Halsall’s arrival in Ireland in 2016 was not exactly for the love of its vibrant point-to-point scene but because of, as he laughs, "the love of a woman".
He met his Irish wife in Hong Kong, where his family used to have a business, and they moved home to settle down.
"I worked for Richard Phillips many years ago in the yard and always had a keen interest in horseracing," he explains. "Once we’d moved back, it was a case of getting back into it."
Halsall held a handler’s licence last season, primarily to keep a couple of his father’s old stagers going, and was thrilled to give a first winner to one of his employees, Holly Dunne, on Plan Of Attack.
However, the business is undergoing a restructure. Halsall is in the process of selling the farm and plans to focus on the store market.
"It’s going to be a bit bittersweet," he says. "The way everything has gone with cost, it’s not easy and I decided I could take a lot of the risk out by buying when they’re a bit older.
"You can still buy them as stores for the same sort of price I’d be buying foals for now, when you take into account the keep for two or three years. There’s less time for things to go wrong.
"I’m still going to be buying three-year-olds to then twist to sell as four-year-olds. The business is going to continue, but Boley Stud isn’t."

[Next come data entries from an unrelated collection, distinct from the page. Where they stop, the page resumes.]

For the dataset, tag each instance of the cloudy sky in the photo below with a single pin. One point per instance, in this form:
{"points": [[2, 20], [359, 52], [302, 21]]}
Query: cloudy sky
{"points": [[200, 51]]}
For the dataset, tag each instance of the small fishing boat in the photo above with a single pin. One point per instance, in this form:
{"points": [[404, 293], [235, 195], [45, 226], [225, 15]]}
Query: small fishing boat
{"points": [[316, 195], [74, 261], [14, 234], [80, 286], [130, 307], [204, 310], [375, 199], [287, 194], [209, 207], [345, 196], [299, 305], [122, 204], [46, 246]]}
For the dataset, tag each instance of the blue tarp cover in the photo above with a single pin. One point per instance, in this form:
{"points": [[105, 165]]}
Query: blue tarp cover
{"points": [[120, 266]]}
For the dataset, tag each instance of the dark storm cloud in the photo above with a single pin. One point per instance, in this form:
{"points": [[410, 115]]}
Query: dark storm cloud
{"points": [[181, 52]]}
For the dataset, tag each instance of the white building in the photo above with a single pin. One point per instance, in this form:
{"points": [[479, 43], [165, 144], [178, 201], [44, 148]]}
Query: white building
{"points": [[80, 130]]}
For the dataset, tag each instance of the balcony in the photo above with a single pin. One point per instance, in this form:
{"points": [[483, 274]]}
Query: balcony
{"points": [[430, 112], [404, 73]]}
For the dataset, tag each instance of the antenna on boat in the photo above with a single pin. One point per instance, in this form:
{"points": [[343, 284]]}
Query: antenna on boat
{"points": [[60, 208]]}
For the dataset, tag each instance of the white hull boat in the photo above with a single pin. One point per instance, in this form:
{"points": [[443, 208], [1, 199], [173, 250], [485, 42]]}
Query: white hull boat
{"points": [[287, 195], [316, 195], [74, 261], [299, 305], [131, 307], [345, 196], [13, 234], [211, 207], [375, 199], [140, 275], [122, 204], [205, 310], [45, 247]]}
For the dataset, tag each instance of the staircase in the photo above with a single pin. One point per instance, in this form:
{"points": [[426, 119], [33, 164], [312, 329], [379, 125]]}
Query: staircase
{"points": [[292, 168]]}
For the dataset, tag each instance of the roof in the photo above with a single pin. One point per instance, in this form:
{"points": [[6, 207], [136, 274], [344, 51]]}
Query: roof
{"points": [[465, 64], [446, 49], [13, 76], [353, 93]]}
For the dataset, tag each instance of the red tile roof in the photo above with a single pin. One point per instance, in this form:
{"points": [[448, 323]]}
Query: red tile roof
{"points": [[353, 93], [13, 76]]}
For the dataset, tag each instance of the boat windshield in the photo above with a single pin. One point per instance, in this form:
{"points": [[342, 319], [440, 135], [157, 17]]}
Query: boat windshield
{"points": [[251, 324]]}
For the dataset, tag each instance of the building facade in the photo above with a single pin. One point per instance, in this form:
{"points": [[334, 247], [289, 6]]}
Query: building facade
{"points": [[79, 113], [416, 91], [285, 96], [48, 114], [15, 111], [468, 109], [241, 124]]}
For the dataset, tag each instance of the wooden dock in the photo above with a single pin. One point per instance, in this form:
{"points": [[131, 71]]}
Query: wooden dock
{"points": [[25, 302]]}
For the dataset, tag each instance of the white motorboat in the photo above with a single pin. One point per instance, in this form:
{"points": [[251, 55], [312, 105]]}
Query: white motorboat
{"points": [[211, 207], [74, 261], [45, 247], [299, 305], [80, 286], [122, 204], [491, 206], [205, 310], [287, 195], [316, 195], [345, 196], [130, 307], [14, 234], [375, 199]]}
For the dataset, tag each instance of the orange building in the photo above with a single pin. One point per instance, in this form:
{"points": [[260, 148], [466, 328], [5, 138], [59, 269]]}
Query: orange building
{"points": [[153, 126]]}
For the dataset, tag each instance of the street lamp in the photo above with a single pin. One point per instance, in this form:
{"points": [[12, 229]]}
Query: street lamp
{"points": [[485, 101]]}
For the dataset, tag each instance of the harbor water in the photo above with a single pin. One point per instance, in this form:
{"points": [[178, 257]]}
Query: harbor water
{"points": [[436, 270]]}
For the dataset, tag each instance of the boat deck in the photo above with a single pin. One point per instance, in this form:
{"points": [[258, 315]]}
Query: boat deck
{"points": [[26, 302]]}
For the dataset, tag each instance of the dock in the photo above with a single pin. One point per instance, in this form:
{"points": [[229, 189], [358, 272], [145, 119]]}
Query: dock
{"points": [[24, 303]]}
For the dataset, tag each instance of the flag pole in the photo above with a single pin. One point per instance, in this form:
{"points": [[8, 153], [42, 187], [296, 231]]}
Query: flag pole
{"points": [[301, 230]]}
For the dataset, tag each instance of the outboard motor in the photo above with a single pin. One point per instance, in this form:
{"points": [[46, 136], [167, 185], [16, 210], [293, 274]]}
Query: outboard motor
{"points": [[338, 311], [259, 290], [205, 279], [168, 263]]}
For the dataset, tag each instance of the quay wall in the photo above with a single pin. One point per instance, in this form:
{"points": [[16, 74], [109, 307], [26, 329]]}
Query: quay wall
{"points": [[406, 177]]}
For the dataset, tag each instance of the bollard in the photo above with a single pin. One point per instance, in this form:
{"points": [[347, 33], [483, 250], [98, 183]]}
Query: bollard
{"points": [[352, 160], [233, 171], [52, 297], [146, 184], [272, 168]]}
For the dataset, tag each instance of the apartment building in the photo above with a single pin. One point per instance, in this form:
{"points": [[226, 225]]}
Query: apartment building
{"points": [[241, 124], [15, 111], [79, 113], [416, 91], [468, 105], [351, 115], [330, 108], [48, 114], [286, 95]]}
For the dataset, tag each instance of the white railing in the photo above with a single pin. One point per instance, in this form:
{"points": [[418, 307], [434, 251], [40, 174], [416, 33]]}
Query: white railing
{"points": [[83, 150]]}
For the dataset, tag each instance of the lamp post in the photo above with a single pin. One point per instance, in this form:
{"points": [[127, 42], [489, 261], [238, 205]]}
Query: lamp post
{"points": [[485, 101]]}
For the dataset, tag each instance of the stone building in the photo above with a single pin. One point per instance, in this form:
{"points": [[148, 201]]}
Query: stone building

So hopefully Halsall, who names all of his horses after wines for no particular reason other than it’s an interest of his and gives him a kind of brand recognition, will keep needing to think of ever more original viticultural references.
His latest three are no different.
"I’m having a good run at the moment and hopefully that’ll bode well," he says.
"These ones were all with Colin since sort of last Christmas and I was hoping they might run in the spring, but with the way the ground went, and I think Colin would accept himself his horses weren’t 100 per cent, we decided to back off and leave them. They came home to me for the summer.
"It’s a freak for me to have three in one sale, but two won and Sheer Raz was beaten only a neck and dead-heated for second, and the other horse that was second was beaten only a neck again the other day, so the form is really strong."
After withdrawals, the sale comprises just under 40 lots, consisting of form horses from British and Irish point-to-points, with the event starting at 4.45pm.